Desenredo, conto integrante de Tutaméia – Terceiras Estórias, narra a história de Jó Joaquim, homem que se apaixona por uma mulher extremamente infiel, a quem conhecera ainda casada. Flagrada pelo marido com um terceiro homem, a amante de Jó Joaquim escapa da morte. Este decide se afastar, mas, com a morte do marido, não resiste e casa-se com ela, que passa então a traí-lo. Com a infidelidade mais uma vez descoberta, Jó expulsa a adúltera companheira. Em seguida, começa uma verdadeira campanha com o objetivo de modificar a imagem da mulher, afirmando a sua inocência. Sua obstinação, motivada talvez por um amor incondicional, faz com que ele transmita aos outros um modelo de fidelidade tão perfeito que aos poucos todos começam a acreditar em sua história. E, de tanto acreditarem, até a traidora passa a crer na imagem pelo marido idealizada. Como que para fazer jus a tão boa fama, ela torna-se, de fato, uma mulher fiel, voltando para o marido, com quem é feliz para sempre. O enredo insólito, nesse conto talvez por isso intitulado Desenredo, articula-se às inovações realizadas pelo autor. Acreditamos que a exploração de novas estruturas lingüísticas efetuada por Rosa funcione como eixo fundamental do conto, sugerindo e indiciando o desenrolar dos acontecimentos na narrativa.
Um primeiro aspecto a ser destacado refere-se à presença recorrente de provérbios populares e máximas. Tais aforismos têm, a nosso ver, uma dupla função: a de apresentar Jó Joaquim como um homem humilde, do povo, o que se confirma com a sua caracterização, e a de atuar como indício do enredo. O fato de Jó Joaquim preocupar-se com a imagem da mulher perante os habitantes do lugar acentua o seu provincianismo, marca também do narrador, que aparece na introdução do conto a narrar a história a ouvintes, como se de um causo se tratasse. A oralidade, bem como a exploração de um tema do cotidiano, confere ao conto um caráter popular, intensificado pelas assertivas que mapeiam os momentos-chave da trama. A primeira delas, presente na apresentação de Jó Joaquim, prenuncia a mudança trazida por uma mulher na vida do protagonista, antes respeitado:
– Jó Joaquim (...) era quieto, respeitado, bom
como o cheiro de cerveja. (...) Com elas quem
pode, porém? Foi Adão dormir, e Eva nascer.[1]

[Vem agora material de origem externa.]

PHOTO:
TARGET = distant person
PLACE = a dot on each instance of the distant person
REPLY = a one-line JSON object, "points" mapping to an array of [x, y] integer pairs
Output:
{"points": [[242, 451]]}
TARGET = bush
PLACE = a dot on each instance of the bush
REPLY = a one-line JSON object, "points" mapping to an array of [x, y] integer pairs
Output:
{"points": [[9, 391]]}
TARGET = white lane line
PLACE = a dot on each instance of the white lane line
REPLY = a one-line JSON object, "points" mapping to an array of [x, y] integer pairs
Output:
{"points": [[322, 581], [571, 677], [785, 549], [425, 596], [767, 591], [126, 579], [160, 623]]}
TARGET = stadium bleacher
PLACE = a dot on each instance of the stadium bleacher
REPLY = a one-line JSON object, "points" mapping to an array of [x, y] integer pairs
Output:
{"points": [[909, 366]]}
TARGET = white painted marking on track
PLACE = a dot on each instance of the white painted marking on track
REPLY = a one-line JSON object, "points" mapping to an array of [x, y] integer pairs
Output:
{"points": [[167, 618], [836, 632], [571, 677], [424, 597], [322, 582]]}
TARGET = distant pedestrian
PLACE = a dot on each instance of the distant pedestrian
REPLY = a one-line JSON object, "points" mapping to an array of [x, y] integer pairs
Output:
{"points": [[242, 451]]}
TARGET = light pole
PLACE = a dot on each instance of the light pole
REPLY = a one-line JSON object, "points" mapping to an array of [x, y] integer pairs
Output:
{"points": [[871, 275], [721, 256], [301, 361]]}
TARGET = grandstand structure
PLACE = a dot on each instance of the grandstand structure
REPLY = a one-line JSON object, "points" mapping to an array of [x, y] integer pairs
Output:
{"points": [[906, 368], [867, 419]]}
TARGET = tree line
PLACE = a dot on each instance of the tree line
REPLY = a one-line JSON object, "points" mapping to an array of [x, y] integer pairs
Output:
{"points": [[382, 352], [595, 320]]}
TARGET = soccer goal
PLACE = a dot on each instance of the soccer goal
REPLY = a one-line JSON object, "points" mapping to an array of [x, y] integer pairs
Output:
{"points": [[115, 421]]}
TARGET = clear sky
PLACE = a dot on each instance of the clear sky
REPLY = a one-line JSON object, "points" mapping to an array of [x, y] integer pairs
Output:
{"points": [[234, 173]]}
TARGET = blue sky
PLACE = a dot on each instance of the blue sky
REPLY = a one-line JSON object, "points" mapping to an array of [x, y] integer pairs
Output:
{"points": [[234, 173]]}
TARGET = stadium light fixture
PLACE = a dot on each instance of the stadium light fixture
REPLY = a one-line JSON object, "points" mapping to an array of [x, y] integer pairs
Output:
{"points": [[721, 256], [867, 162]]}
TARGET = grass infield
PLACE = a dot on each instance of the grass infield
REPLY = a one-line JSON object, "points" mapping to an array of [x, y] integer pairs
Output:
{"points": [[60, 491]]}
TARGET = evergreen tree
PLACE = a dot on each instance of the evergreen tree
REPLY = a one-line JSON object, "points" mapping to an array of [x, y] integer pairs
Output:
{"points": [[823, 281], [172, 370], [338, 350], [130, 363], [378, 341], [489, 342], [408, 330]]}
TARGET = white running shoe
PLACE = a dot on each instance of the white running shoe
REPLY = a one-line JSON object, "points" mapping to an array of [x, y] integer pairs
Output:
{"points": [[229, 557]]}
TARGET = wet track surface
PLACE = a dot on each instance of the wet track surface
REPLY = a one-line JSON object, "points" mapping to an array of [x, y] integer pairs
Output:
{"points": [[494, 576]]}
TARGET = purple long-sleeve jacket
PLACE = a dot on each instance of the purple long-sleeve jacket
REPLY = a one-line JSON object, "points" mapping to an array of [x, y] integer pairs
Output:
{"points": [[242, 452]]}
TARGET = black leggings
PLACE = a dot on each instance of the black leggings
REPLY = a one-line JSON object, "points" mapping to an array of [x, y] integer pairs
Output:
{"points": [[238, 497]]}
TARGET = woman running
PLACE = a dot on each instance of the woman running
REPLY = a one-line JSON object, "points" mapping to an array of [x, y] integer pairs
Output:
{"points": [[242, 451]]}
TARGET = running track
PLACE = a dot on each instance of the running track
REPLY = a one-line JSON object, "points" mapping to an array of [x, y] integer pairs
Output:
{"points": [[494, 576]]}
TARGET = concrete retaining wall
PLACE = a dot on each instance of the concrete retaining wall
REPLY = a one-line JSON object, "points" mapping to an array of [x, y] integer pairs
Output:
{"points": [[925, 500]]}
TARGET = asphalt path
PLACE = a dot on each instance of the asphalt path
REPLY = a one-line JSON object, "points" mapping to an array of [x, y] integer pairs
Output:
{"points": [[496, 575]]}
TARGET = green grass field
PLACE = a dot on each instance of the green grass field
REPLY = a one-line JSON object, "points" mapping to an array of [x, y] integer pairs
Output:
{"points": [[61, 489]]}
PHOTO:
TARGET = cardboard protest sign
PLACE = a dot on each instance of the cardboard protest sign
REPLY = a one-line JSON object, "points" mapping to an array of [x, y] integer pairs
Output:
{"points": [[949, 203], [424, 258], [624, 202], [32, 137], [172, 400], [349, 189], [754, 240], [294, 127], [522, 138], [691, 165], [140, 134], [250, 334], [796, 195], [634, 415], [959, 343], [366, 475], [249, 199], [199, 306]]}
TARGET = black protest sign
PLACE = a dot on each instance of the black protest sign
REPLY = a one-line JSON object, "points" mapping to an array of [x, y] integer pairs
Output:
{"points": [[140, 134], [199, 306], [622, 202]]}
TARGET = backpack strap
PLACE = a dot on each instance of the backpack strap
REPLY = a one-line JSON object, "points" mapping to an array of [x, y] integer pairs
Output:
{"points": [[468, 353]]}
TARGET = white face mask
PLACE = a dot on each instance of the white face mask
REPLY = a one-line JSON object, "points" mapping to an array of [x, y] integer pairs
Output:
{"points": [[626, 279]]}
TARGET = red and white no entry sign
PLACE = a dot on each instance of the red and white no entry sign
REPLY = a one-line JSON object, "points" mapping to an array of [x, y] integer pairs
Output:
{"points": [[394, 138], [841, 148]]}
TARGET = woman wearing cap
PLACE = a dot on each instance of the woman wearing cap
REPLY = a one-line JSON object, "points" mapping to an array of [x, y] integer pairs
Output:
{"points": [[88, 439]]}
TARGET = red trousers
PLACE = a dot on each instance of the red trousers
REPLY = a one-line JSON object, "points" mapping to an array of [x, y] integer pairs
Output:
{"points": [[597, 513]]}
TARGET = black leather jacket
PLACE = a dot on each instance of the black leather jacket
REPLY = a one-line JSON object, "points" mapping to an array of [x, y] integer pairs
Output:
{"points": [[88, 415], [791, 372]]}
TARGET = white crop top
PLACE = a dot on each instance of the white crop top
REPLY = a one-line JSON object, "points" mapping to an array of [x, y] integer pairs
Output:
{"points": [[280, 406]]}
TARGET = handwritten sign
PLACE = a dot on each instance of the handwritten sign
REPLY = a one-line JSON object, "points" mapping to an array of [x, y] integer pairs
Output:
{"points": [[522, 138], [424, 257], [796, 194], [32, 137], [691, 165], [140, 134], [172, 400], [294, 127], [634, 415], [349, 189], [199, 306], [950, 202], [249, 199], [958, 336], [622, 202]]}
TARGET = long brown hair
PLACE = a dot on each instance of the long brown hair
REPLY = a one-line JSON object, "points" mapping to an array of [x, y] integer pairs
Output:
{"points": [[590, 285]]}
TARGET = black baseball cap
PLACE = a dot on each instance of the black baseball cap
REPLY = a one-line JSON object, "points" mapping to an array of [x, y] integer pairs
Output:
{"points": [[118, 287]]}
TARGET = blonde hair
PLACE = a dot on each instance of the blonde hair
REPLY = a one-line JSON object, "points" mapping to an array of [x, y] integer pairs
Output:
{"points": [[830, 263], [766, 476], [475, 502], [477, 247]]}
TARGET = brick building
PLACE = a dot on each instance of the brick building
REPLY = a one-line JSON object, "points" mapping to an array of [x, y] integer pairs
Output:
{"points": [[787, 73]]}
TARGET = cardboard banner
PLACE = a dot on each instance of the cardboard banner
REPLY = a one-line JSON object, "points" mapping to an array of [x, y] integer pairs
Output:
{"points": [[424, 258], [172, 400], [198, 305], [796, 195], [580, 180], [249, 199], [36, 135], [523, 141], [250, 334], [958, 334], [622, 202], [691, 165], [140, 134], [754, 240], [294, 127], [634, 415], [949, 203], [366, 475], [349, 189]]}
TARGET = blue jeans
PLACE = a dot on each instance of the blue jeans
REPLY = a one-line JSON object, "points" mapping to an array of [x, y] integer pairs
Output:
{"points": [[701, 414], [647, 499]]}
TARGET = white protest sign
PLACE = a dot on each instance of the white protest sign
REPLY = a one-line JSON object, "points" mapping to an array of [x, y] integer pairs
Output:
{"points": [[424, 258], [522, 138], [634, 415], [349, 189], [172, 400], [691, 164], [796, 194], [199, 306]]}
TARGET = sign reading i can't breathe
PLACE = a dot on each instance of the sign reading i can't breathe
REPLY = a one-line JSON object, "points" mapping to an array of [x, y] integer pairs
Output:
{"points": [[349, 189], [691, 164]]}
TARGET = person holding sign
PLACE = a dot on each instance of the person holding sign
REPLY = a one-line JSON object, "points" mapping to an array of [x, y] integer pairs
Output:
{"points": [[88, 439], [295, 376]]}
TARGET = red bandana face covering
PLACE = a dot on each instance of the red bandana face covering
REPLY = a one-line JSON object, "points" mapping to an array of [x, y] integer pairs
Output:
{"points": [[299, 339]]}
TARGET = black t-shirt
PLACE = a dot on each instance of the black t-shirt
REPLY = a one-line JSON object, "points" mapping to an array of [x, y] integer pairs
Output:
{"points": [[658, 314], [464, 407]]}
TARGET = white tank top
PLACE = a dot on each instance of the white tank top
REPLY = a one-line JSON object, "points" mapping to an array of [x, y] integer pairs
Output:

Após o encanto mútuo, Jó Joaquim e a amante começam a encontrar-se furtivamente. Aguardando um momento propício, o protagonista deixa-se levar pelo amor, iludido, sonhador, como mostra o narrador com outro de seus aforismos:
(...) Então ao rigor geral os dois se
sujeitaram, conforme o clandestino
amor em sua forma local, conforme
o mundo é mundo. Todo abismo é
navegável a barquinhos de papel.[2]
A reviravolta na trama é antecipada pela instância narrante, que prenuncia a tragédia a ser narrada:
Até que-deu-se o desmastreio.
O trágico não vem a conta-gotas.
Apanhara o marido a mulher:
com outro, um terceiro... Sem
mais cá nem mais lá, mediante
revólver, assustou-a e matou-o
Diz-se também, que de leve a
ferira, leviano modo." [3]
A passagem acima, além da assertiva indicada, traz ainda marcas de oralidade no discurso – “sem mais cá nem mais lá” – e o inconfundível “diz-se”, presente nos populares disse-me-disse.
A narrativa prossegue, e vemos Jó Joaquim afastado da amante, refazendo-se da decepção. Entretanto, como é de desenredo que se trata, o marido morre, permitindo o reencontro dos amantes:
Enquanto ora, as coisas amaduravam.
Todo fim é impossível? Azarado
fugitivo, e como à Providência praz,
o marido faleceu (...).O tempo é engenhoso.[4]
A máxima do narrador, claramente irônica, sugere os desdobramentos que a morte do marido trará à história. Em termos narrativos, trata-se de uma função, na medida em que temos um acontecimento crucial para o desenrolar da trama.
Além dos provérbios citados de forma literal pelo narrador, há outros a nosso ver ainda mais significativos, que aparecem modificados, alegorizando a modificação da situação apresentada. Assim, mais do que simplesmente reproduzir expressões da fala popular, o narrador modifica tais expressões, imprimindo-lhes sua marca pessoal e adaptando-as ao contexto da narrativa. A máxima “depois da tempestade vem sempre a bonança” é aqui transformada em “a bonança nada tem a ver com a tempestade”, numa sugestão de que, após tantas desventuras, Jó Joaquim ainda não encontrará a paz:
No decorrer e comenos, Jó Joaquim entrou sensível a aplicar-se, progressivo, jeitosão afã. A bonança nada tem a ver com a tempestade. (...) Entregou-se a remir, redimir a mulher, à conta inteira.[5]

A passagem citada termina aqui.